Phase 3: Row Counts¶

Counts rows per table using T-SQL passthrough:

SELECT COUNT_BIG(*) AS cnt FROM [schema].[table]

This runs inside the SQL engine — one query per table. No user data is transferred to Spark, only the resulting count (~KB per table).

Tables below min_row_count are excluded from further analysis.

Phase 4: Query Pattern Analysis¶

Reads queryinsights.frequently_run_queries (enabled by default on every Fabric Warehouse) and categorises queries into:

WHERE queries — contain a WHERE clause and reference large tables
Full-scan queries — reference large tables but have no WHERE clause

Both types are valuable signals:

WHERE queries identify specific columns used for filtering
Full-scan queries indicate tables that would benefit from any clustering (reducing I/O even without a specific predicate)

Queries are filtered by min_query_runs and internal system queries (like COUNT_BIG(*) from Phase 3) are excluded automatically.

Phase 5: Predicate Extraction¶

Parses the SQL text of WHERE queries using a regex-based heuristic to identify which columns appear in predicates.

The parser:

Extracts WHERE clauses (everything between WHERE and ORDER BY/GROUP BY/HAVING/UNION/;/end of the query text)
Finds identifiers in the clause text
Matches them against known columns from Phase 1
Detects comparison operators (=, >, <, BETWEEN, IN, LIKE, etc.)

The parser handles:

Bracket-quoted identifiers: [schema].[table].[column]
Two-part and three-part names
Multiple WHERE clauses in a single query (e.g., subqueries)

Results are aggregated into a dictionary of (schema, table, column) → total_weighted_hits, weighted by each query's number_of_runs.

Phase 6: Cardinality Estimation¶

Estimates distinct value counts for candidate columns using T-SQL passthrough:

SELECT COUNT_BIG(*) AS total,
       APPROX_COUNT_DISTINCT([column]) AS distinct_cnt
FROM [schema].[table]

APPROX_COUNT_DISTINCT runs inside the SQL engine using HyperLogLog — it's fast and accurate enough for classification without transferring any data to Spark.

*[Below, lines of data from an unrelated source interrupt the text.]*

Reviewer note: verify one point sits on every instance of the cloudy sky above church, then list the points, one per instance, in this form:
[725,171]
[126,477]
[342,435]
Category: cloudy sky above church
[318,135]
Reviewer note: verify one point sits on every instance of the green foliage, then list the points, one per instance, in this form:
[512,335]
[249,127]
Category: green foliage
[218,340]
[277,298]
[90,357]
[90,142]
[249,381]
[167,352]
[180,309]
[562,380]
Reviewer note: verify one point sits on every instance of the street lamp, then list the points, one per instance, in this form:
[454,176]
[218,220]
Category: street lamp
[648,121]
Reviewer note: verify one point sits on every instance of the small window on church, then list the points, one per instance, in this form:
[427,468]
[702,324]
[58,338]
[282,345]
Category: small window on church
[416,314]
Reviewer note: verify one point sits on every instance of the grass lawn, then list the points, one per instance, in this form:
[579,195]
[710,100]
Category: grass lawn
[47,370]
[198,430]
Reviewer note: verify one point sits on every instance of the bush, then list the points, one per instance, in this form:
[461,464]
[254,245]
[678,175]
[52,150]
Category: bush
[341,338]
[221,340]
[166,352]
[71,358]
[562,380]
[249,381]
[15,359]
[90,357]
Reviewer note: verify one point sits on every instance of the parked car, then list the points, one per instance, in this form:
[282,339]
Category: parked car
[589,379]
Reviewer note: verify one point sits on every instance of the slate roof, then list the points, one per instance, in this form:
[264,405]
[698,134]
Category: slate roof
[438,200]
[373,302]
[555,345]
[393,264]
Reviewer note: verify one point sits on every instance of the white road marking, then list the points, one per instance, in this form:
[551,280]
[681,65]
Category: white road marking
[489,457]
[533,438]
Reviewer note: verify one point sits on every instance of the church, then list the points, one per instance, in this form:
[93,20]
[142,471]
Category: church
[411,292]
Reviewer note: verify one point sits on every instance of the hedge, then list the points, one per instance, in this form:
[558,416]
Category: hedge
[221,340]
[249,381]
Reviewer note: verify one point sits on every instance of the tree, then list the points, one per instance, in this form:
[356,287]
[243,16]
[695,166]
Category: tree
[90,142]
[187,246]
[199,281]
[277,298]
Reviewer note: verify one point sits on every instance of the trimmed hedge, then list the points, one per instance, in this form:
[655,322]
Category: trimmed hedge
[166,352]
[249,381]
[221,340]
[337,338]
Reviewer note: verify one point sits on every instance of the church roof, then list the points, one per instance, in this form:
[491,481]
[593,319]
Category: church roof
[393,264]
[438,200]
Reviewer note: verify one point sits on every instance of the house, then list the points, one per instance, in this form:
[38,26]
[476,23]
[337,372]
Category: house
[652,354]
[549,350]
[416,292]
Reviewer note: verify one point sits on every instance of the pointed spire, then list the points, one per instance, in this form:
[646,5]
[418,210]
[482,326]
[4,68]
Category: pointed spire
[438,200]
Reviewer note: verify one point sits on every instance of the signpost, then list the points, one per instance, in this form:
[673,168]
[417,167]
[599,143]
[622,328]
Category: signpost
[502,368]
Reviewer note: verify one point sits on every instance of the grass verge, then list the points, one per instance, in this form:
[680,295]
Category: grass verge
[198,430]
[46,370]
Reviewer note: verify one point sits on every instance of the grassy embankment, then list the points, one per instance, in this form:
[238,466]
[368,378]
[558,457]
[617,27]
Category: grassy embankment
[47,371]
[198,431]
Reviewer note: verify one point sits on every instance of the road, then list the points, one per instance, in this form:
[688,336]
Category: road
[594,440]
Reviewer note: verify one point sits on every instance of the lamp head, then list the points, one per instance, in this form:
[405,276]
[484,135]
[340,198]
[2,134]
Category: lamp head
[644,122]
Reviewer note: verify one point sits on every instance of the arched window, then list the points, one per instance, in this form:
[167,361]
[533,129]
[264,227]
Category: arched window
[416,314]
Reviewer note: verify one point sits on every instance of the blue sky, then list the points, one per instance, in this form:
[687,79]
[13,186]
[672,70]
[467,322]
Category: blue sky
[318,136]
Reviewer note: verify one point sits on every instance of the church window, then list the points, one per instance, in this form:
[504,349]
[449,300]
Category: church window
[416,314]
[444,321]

Cardinality is estimated for:

All columns that appeared in WHERE predicates (Phase 5)
All columns currently in a CLUSTER BY (Phase 2)
All supported-type columns on full-scan tables, using a batch query that estimates multiple columns in a single T-SQL call

If T-SQL passthrough fails for any reason, the advisor falls back to reading through the Spark connector (slower, but reliable).

Phase 7: Scoring & Recommendations¶

Combines all signals into a composite score per column and groups results into per-table recommendations. See Scoring for the detailed formulas.

This phase produces:

A sorted list of ColumnScore objects
A list of TableRecommendation objects (grouped by table)
Three report formats: text, Markdown, HTML
An optional per-column CTAS DDL (when generate_ctas=True)

Data Flow¶

Phase 1 (metadata) ──────────────┐
Phase 2 (clustering) ────────────┤
Phase 3 (row counts) ────────────┼──► Phase 7 (scoring)
Phase 4 (queries) ──► Phase 5 ───┤        │
Phase 6 (cardinality) ───────────┘        ▼
                                    DataClusteringResult
                                    ├── all_scores
                                    ├── recommendations
                                    ├── scores_df
                                    ├── text_report
                                    ├── markdown_report
                                    └── html_report

Performance Characteristics¶

Phase	Method	Data Transfer	Speed
1. Metadata	T-SQL passthrough	Metadata only (~KB)	Instant
2. Clustering	T-SQL passthrough	Metadata only (~KB)	Instant
3. Row Counts	T-SQL `COUNT_BIG(*)`	Count per table (~KB)	Fast
4. Query Patterns	T-SQL passthrough	Query text only (~KB-MB)	Fast
5. Predicates	Local regex	None (in-memory)	Instant
6. Cardinality	T-SQL `APPROX_COUNT_DISTINCT`	None (computed server-side)	Fast
7. Scoring	Local computation	None (in-memory)	Instant

No user data is ever transferred to Spark — only metadata, counts, and aggregates.

Overall execution time depends primarily on the number of tables and the number of columns per table, since Phases 3 and 6 issue one or more T-SQL queries per table. Warehouses with a small number of tables will complete in seconds; larger environments with hundreds of tables and many columns will take longer, particularly during cardinality estimation.